In 2006, the average GPA among graduating seniors was 3.42, compared to 3.29 in 1994, according to the review committee’s findings. Moreover, approximately 55 percent of all grades awarded in classes up to level 499 in 2006 were A and A-. Cumby said this grade distribution was problematic, despite the overall intelligence of Georgetown students.

“Not every fabulous student does fabulous work all the time,” Cumby said. “When not requiring people to do their best work to get good grades, we’re failing to ask them to reach, to stretch beyond what might have been their comfort zone. … If we’re going to have people realizing their potential, we need to be demanding.”

Students have also reported a slight decline in study time over the past decade. According to surveys of seniors, 27 percent of seniors studied over 16 hours per week in 1996, while 24 percent did so in 2006.

The Review Committee also concluded that the core curriculum was “stale,” having not been revised in any major way for a long time. The Review Committee expressed concerns about the size of the core, the level of the courses in the core and the structure of the core. The Executive Faculty has not yet taken action to change the core, but recommendations for alteration may be taken into consideration this year.

Regarding student life, the Review Committee concluded that the “work hard, play hard” party culture has remained constant in the past decade and that the “culture of civility” has been threatened.

Becoming a ‘World Leader’

After discussing its conclusions, the report issued by the Intellectual Life Report Review Committee also offered a number of recommendations that the Executive Faculty began considering in April of last year.

At a meeting of the Main Campus Executive Faculty on April 20, the Executive Faculty passed a number of recommendations that the Intellectual Life Report Review Committee had proposed.

One of the recommendations held that a committee of students and faculty should review guided campus tours every year, ensuring that the tours convey a sense of academic seriousness and intellectual vibrancy.

The Executive Faculty also recommended that alumni interviewers be informed of recent faculty research achievements and undergraduate research opportunities in order to use this information as a recruitment tool.
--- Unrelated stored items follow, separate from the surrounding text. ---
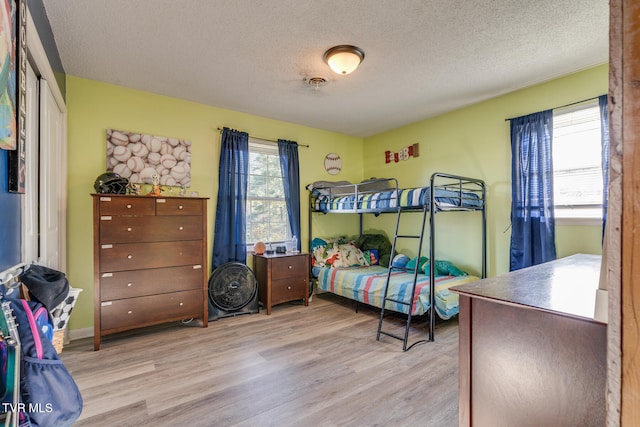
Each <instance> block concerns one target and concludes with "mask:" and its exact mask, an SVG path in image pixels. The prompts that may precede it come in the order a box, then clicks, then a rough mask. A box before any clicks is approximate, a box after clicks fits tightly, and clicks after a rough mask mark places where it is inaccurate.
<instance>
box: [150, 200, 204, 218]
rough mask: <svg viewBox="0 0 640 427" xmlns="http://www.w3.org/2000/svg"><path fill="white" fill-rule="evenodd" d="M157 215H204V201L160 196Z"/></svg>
mask: <svg viewBox="0 0 640 427" xmlns="http://www.w3.org/2000/svg"><path fill="white" fill-rule="evenodd" d="M156 215H202V201H201V200H197V199H187V198H184V199H163V198H159V199H158V200H156Z"/></svg>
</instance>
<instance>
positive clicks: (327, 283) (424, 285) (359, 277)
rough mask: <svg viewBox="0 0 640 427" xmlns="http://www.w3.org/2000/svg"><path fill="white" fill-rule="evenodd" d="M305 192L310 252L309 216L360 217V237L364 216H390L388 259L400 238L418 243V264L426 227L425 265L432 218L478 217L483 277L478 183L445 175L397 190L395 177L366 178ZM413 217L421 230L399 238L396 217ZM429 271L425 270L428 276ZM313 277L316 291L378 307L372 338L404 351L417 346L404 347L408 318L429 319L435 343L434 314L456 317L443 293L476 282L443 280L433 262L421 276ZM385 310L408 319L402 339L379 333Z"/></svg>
mask: <svg viewBox="0 0 640 427" xmlns="http://www.w3.org/2000/svg"><path fill="white" fill-rule="evenodd" d="M307 189H308V190H309V192H310V194H309V203H310V209H309V248H310V249H311V248H312V242H313V239H314V237H317V236H314V233H313V215H314V214H359V215H360V229H359V234H360V235H362V234H363V229H362V228H363V220H362V219H363V215H364V214H374V215H376V216H377V215H380V214H395V215H396V221H395V232H394V236H393V241H392V244H391V254H390V259H391V260H393V259H394V256H395V255H396V254H397V252H396V244H397V242H398V241H399V240H401V239H414V240H416V241H417V247H416V252H417V256H416V260H420V259H421V252H422V246H423V245H422V243H423V240H424V237H425V231H427V228H426V222H427V221H428V222H429V228H428V239H429V254H428V260H436V256H435V254H436V250H435V241H436V226H435V219H436V215H437V214H440V213H445V212H453V211H469V212H481V215H480V217H481V224H480V226H481V232H482V237H481V238H482V243H481V254H480V258H481V275H482V278H484V277H486V202H485V199H486V190H485V184H484V182H483V181H482V180H480V179H475V178H467V177H462V176H457V175H451V174H446V173H434V174H433V175H432V176H431V178H430V181H429V185H427V186H424V187H419V188H400V187H399V186H398V181H397V179H395V178H383V179H371V180H367V181H363V182H361V183H357V184H355V183H349V182H346V181H338V182H327V181H322V182H317V183H314V184H310V185H309V186H307ZM409 212H417V213H419V214H420V215H421V227H420V229H419V230H417V231H416V234H410V235H407V234H400V233H399V230H400V229H401V227H400V223H401V218H402V217H405V215H404V214H405V213H409ZM427 270H428V271H427ZM312 276H313V277H314V278H315V280H316V281H317V287H318V289H320V290H324V291H328V292H332V293H335V294H338V295H341V296H343V297H347V298H350V299H353V300H355V301H356V303H358V302H362V303H365V304H369V305H372V306H375V307H379V308H380V309H381V310H380V321H379V323H378V332H377V337H376V339H377V340H379V339H380V335H387V336H390V337H392V338H396V339H399V340H401V341H403V350H405V351H406V350H408V349H410V348H411V347H413V346H414V345H415V344H418V343H419V342H424V341H427V340H419V341H417V342H415V343H413V344H412V345H408V334H409V328H410V325H411V319H412V317H413V316H416V315H423V314H427V315H428V318H429V328H428V329H429V338H428V341H433V340H434V329H435V318H436V315H438V316H440V317H441V318H443V319H448V318H450V317H451V316H453V315H455V314H457V312H458V307H457V299H456V298H455V296H454V295H452V294H451V293H450V292H449V291H448V288H449V287H451V286H455V285H458V284H462V283H466V282H469V281H471V280H477V279H478V278H477V277H474V276H468V275H461V276H456V275H448V274H446V273H445V274H442V272H440V273H439V272H438V261H435V262H429V263H428V268H426V269H425V270H424V271H420V262H416V264H415V267H411V268H406V267H403V266H395V265H394V263H393V262H389V265H388V267H386V268H383V267H380V266H370V267H361V266H357V267H341V268H333V267H326V266H325V267H322V268H319V269H318V268H317V267H314V268H312ZM385 310H386V311H387V312H388V311H394V312H399V313H404V314H406V316H407V321H406V325H405V331H404V336H400V335H397V334H394V333H390V332H387V331H385V330H384V329H383V319H384V316H385Z"/></svg>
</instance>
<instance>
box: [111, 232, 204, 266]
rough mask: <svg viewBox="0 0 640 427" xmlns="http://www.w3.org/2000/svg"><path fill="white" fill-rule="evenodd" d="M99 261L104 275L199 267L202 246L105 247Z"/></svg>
mask: <svg viewBox="0 0 640 427" xmlns="http://www.w3.org/2000/svg"><path fill="white" fill-rule="evenodd" d="M100 258H101V262H100V269H101V273H102V272H111V271H126V270H141V269H145V268H160V267H175V266H179V265H196V264H201V263H202V242H201V241H198V240H195V241H186V242H157V243H115V244H102V245H100Z"/></svg>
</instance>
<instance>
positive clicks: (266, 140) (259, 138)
mask: <svg viewBox="0 0 640 427" xmlns="http://www.w3.org/2000/svg"><path fill="white" fill-rule="evenodd" d="M218 132H220V133H222V128H218ZM252 138H255V139H260V140H262V141H267V142H274V143H276V144H277V143H278V140H277V139H268V138H260V137H259V136H253V137H252ZM296 144H298V143H297V142H296ZM298 147H305V148H309V146H308V145H304V144H298Z"/></svg>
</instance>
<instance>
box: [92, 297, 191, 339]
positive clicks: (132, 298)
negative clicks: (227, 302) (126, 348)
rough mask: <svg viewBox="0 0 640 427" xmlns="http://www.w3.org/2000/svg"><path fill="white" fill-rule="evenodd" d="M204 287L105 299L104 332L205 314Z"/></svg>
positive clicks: (103, 323)
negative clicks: (191, 290)
mask: <svg viewBox="0 0 640 427" xmlns="http://www.w3.org/2000/svg"><path fill="white" fill-rule="evenodd" d="M202 304H203V302H202V290H194V291H184V292H175V293H171V294H160V295H150V296H144V297H138V298H129V299H124V300H115V301H103V302H102V303H101V305H100V322H101V329H102V331H103V332H106V333H109V332H114V331H116V330H126V329H131V328H134V327H135V328H137V327H141V326H149V325H154V324H157V323H164V322H169V321H173V320H180V319H188V318H191V317H199V316H202Z"/></svg>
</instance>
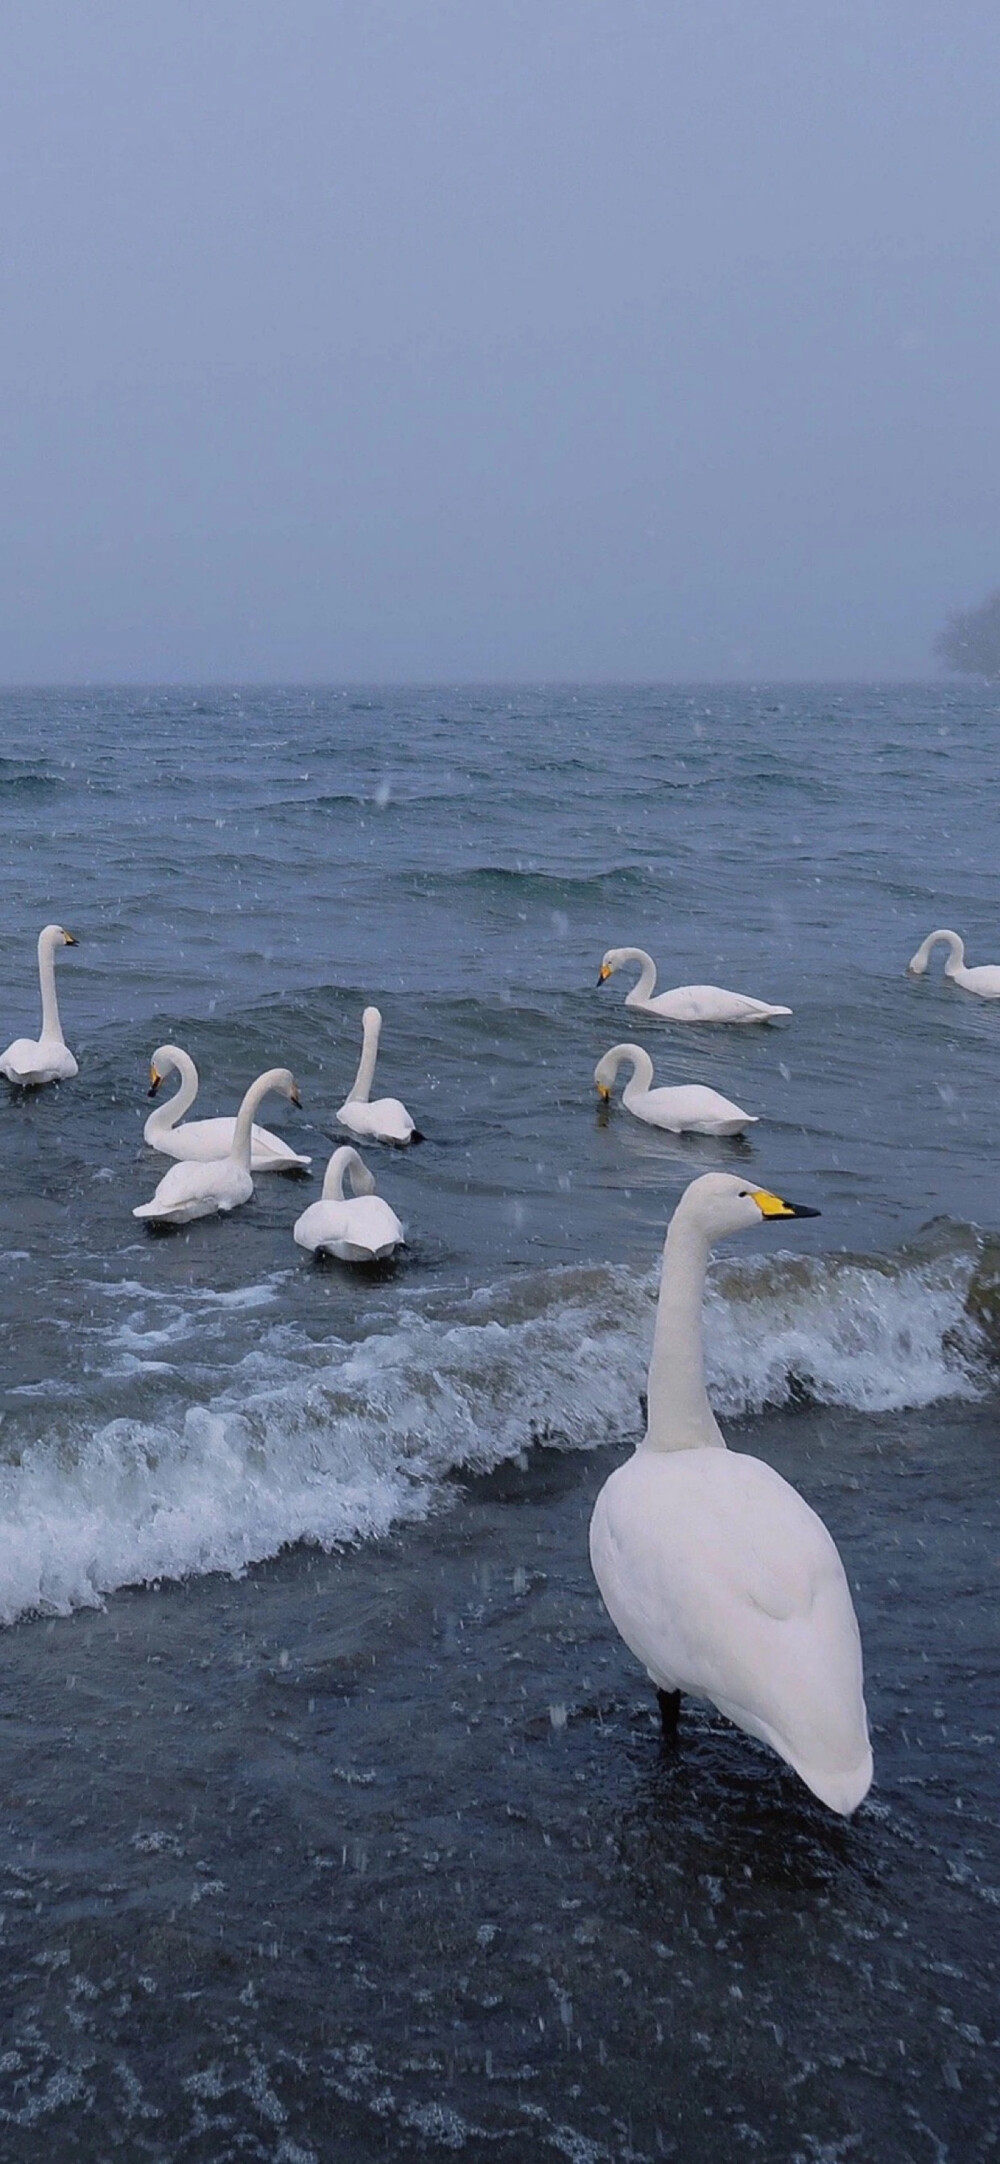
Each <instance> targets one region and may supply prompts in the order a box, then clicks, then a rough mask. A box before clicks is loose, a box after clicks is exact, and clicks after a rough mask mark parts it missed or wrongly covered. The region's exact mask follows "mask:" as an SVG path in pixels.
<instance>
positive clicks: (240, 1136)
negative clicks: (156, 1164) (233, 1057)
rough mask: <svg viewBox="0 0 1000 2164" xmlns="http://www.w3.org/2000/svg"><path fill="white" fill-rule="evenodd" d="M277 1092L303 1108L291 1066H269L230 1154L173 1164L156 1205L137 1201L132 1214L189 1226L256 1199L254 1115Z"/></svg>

Moreover, by no later than March 2008, the Office of Undergraduate Admissions should present a new plan to advertise undergraduate research opportunities that will link these opportunities directly to admissions recruitment, the Executive Faculty said.

Funding for research and financial aid will continue to expand, including the $500 million financial aid endowment, the Georgetown Scholarship Program, and additional programs similar to the Carroll Fellows in other disciplines.

The Executive Faculty also passed a motion that calls on faculty to better publicize their willingness to meet with students outside of the classroom, which will help foster the student-professor relationship and make coursework a greater part of both parties’ lives.

A motion to suspend discussion of the Intellectual Life Report and its Review Committee after this meeting in April was soundly defeated. The Executive Faculty will discuss the most controversial recommendations in the report in the upcoming months, according to Reynolds.

Cumby said that more details about the Review Committee’s work will be available when discussion of its recommendations closes.

“This isn’t a case of problems with a quick fix, but, [rather], a diagnosis of conditions for the long-range improvement of things that are central to Georgetown, and I want us to move forward really, really thoughtfully and really, really inclusively, and we will,” O’Donnell said.

“The challenge is to find a way to make ourselves even better, to make sure that five and 10 years from now, we’re still seen as a world leader in how we educate students,” O’Donnell said. “That’s big and serious and important and exciting.”